跳舞猫日録

Life goes on brah!

2023/05/13 English

BGM: Sunny Day Service - サマー・ソルジャー

Today I worked early. This morning, following my inspiration, I listened to Flipper's Guitar again. Once I had enjoyed the music by this Flipper's Guitar again and again when I was a high school student. They are simply cool for me. In their first album "Three Cheers For Our Side", they sing their tunes in fluent English. This means that they are so smart that they can "use" the influence from various English music as their creation sources, therefore cool for me. They even did a certain "revolution" by doing a brand new trial. And that fashionable and sophisticated action affected me certainly as increasing inferiority complex as a uncool country person. Why? Why am I such a uncool dude? I even thought like this... but it was just a too "simple" understanding. I should learn from them as "being ourselves are enough to be cool". They chased or dug what they wanted to do honestly and dutifully. As a result, they made a few evergreen masterpieces.

Ah, once I was controlled or possessed by a certain jealousy to them. Because they spoke English so fluently that they showed their intelligence too well. Cool... Yes, once I was just a coward to express myself in English. "Why does such poor English as mine deliver something to the world?", "I am really a countryside dude therefore have to be ashamed". Indeed, those bias was silly. I could express myself in English naturally, not being ashamed or jailed in shyness. I should say my truth to the world because that is a meaning of being in this world. Yes, I can get ashamed by mistakes. But through those mistakes, I could get many things. I shouldn't spend my time in a bedroom with thinking or worrying a lot... and I get surprised what I am writing like this. Yes, we can change ourselves and start a new life... Me, that change has been brought by trustable people. On MeWe and in the real world, friends said to me "disco cat, your English is bloody well written" and "your English is neat". Those comments let me start using English bit by bit... and now, I am sinking into a kind of really infinite "blackhole" of English. Facing this hole, my life seems going on and on.

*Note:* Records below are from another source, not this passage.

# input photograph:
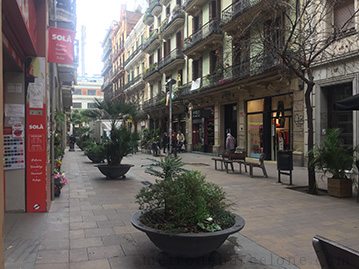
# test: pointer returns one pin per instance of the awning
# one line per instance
(349, 103)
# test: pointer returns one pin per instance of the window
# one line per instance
(77, 105)
(91, 105)
(77, 92)
(343, 15)
(91, 92)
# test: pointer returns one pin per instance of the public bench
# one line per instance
(259, 164)
(222, 160)
(236, 157)
(333, 255)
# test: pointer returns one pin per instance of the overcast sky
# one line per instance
(97, 17)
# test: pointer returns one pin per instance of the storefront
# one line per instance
(269, 125)
(203, 129)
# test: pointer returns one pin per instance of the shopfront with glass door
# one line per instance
(269, 126)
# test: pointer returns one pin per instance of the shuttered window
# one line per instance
(343, 13)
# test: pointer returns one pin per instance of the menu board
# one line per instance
(14, 157)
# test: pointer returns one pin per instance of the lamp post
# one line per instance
(169, 83)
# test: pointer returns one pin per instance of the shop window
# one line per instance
(343, 15)
(91, 105)
(255, 135)
(77, 92)
(77, 105)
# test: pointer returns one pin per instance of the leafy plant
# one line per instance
(333, 156)
(60, 179)
(182, 201)
(122, 141)
(95, 152)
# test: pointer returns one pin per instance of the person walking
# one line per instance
(164, 142)
(230, 143)
(180, 139)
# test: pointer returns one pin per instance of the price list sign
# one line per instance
(14, 157)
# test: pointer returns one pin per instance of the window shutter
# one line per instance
(342, 13)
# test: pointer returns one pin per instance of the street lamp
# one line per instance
(169, 83)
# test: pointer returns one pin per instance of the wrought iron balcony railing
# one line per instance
(172, 56)
(150, 71)
(156, 100)
(133, 55)
(236, 9)
(255, 66)
(206, 30)
(153, 37)
(133, 81)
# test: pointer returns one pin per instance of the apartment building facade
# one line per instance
(227, 80)
(120, 34)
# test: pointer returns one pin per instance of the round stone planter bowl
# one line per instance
(190, 245)
(114, 171)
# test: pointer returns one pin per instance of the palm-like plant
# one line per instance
(333, 156)
(121, 141)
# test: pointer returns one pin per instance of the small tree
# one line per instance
(301, 34)
(121, 141)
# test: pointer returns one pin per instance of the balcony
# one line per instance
(118, 72)
(153, 102)
(172, 61)
(209, 36)
(148, 19)
(165, 2)
(136, 57)
(152, 43)
(67, 72)
(239, 13)
(152, 73)
(134, 84)
(174, 24)
(259, 69)
(155, 8)
(106, 51)
(193, 7)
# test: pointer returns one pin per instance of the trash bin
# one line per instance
(285, 162)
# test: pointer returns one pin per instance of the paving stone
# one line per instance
(106, 252)
(94, 264)
(98, 232)
(85, 242)
(53, 256)
(78, 255)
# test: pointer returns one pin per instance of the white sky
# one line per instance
(97, 17)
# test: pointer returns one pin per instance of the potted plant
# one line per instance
(121, 141)
(59, 182)
(333, 157)
(181, 213)
(95, 152)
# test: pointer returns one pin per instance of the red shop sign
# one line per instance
(61, 45)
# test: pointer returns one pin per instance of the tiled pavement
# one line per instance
(88, 226)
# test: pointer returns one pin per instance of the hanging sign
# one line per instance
(61, 45)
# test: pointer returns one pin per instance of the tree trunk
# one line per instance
(312, 184)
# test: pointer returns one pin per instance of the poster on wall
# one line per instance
(36, 132)
(14, 153)
(61, 45)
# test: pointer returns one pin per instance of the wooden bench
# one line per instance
(222, 160)
(334, 255)
(260, 164)
(236, 157)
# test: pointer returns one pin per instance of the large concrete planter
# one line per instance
(340, 187)
(114, 171)
(187, 244)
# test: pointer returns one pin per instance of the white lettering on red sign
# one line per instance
(36, 127)
(62, 38)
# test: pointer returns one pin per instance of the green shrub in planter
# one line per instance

I don't want you to misunderstand. Yes, I am certainly expressing myself in English every day. But I never think that English is absolutely more sublime or extreme language than Japanese. And I also don't stand by its opposite one. Japanese has so many great aspects in it (sometimes people say English is crisp, but I accept that Japanese also can have possibilities to do logical works as philosophy and literature). I can read Haruki Murakami, Junichiro Tanizaki, Kobo Abe and Yukio Mishima in Japanese. That's glad to me. I find that some Japanese are thinking about using English as a too "ideal" action because Japan is just an isle, therefore a kind of closed nation. So Japanese use some strange and funny English. Like Japanese pop music and social scene as "Go To Eat". But I don't want to say "that shows how Japanese is foolish" (we can find many funny Japanese in the world). I just recommend to use English without controlled by that kind of weird bias.

People might say that you could be useless if you are not fluent in speaking English. But I am afraid of misunderstanding an important truth by cheated by that kind of "public" pressure. Me, I just trying to "enjoy" learning English. It is primary pleasant, and will tell me a lot of things so I learn it. But some cynical people could say to me "Oh, you are really an upbeat and daydreaming person! Look at the severe reality". Yes, my learning would be just a playing by the eyes of the people who are trying to survive every day seriously... then, I just say that I will follow this learning as a lifelong playing. This is "my way"... and my life must be this kind of "daydreaming" one. I just do playing during my life, therefore completely separated with the life of a global successful business people who work in their fields in 24 hours. I will live freely, loosely and follow what I believe. And I guess that is an important lesson Flipper's Guitar taught to me through their attitude.